I’m excited to share that the core GeoParquet team has agreed that the specification is ready for 1.0.0 release. We just cut the first ‘release candidate,’ which means that we do not anticipate any more changes to the standard. However, we we want to give one last chance for everyone to give feedback in case we missed something. The spec is up at geoparquet.org/releases/v1.0.0-rc.1/
Validators
The ecosystem of tools and data around GeoParquet has continued to grow, and we now have validators that check not only the metadata validity but also the congruence between the data and provided metadata. GPQ, a command-line tool and Go library, can run validation on any potential file and report how it lines up against all the requirements of GeoParquet.
GDAL/OGR also ships with a script that can check the validity of the metadata and the actual data.
Spec Additions
The spec has actually been quite stable, with no changes to the spec itself since the beta.1 release. The only addition was a set of guidelines for ‘Parquet Geospatial Compatibility’. This came about from a great community discussion about simplifying the standard even more by making metadata optional. The core motivation was that not every producer of data who wants to follow the GeoParquet spec is the person who makes the software, and many people use software that won’t immediately write out the right metadata. The proposal was to allow the production of valid GeoParquet files without including metadata, by simply choosing defaults. The community ended up deciding that allowing those metadata-less files to be valid GeoParquet would ultimately hurt interoperability, and that implementing GeoParquet must mandate metadata.
Nevertheless, we wanted to assist data providers who aim to support the GeoParquet ecosystem, so the compatibility recommendations give a set of requirements and encourage any GeoParquet library to be able to easily read those in. But those libraries that read compatible parquet files will all write out the proper metadata. So, if people use a tool to read compatible files and save the data, it will yield valid GeoParquet, thereby increasing the volume of interoperable data. Our hope is that it’s just a set of interim recommendations, and we aim to work with all software that reads or writes Parquet and supports spatial data to fully implement GeoParquet.
Ecosystem
The ecosystem of tools supporting GeoParquet continues to grow.
The coolest additions in recent months have been the web tools, like Scribble Maps and CARTO.
And I also discovered that Esri’s ArcGIS GeoAnalytics Engine can load or save GeoParquet with the Python library or the Spark plugin, see their GeoParquet page for more details.

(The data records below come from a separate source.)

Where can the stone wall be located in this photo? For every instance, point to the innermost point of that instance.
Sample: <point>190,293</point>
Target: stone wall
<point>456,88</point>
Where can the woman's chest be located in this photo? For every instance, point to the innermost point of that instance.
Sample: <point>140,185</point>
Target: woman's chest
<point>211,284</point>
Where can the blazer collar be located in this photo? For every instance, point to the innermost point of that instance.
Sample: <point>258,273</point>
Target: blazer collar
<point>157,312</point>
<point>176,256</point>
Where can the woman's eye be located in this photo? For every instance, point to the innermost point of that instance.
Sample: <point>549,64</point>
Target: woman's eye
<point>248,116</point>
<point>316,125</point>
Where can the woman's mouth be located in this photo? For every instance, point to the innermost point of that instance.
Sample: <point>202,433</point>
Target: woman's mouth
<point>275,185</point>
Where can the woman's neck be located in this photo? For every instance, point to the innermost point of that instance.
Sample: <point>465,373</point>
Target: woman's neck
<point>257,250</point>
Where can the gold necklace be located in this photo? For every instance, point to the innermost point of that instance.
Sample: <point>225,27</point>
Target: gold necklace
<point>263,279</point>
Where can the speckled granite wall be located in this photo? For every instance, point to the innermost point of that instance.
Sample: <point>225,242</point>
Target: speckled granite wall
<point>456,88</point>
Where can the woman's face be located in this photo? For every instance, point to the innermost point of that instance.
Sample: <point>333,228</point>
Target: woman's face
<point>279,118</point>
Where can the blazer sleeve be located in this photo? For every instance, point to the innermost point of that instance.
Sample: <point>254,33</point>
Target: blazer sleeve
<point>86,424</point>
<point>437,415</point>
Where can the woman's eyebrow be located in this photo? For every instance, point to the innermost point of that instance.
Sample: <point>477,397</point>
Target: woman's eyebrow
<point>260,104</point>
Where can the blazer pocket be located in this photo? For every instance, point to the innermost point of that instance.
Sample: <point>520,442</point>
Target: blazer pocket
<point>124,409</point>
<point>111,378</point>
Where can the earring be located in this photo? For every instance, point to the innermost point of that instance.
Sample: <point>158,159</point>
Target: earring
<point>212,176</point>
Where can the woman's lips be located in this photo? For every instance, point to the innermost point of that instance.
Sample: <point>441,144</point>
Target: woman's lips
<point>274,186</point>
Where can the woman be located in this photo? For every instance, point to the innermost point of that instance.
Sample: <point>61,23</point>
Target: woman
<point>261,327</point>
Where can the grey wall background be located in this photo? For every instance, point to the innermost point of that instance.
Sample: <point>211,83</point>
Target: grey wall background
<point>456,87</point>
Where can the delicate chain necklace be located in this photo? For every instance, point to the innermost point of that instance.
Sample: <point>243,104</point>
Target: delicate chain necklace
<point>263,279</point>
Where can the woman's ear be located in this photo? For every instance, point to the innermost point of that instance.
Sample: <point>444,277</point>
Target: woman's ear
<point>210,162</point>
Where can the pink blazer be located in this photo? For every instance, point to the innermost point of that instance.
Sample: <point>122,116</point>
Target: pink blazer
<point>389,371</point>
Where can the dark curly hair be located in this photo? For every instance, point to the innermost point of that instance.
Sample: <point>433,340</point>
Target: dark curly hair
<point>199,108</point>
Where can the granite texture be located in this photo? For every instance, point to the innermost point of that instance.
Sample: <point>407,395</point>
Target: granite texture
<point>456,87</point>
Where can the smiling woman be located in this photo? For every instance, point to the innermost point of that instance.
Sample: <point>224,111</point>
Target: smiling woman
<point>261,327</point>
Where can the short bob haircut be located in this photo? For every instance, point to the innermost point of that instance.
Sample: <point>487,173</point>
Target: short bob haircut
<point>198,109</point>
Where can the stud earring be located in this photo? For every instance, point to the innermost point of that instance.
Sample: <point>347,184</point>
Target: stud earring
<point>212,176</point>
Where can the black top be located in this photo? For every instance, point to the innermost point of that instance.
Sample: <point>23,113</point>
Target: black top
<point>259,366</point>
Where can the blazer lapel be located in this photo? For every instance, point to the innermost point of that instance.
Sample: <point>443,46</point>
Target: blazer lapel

We’ve also seen more data in GeoParquet, like the Google Open Buildings Dataset and Eurocrops dataset.
Next Steps
Our objective is to launch GeoParquet 1.0.0 at the beginning of September, unless we hear any critical feedback. So this is a great time to try it out and make sure it works with your tools. Please do let us know if you add support to a new tool or make a new GeoParquet dataset, so we can add you to the 1.0.0 release announcement.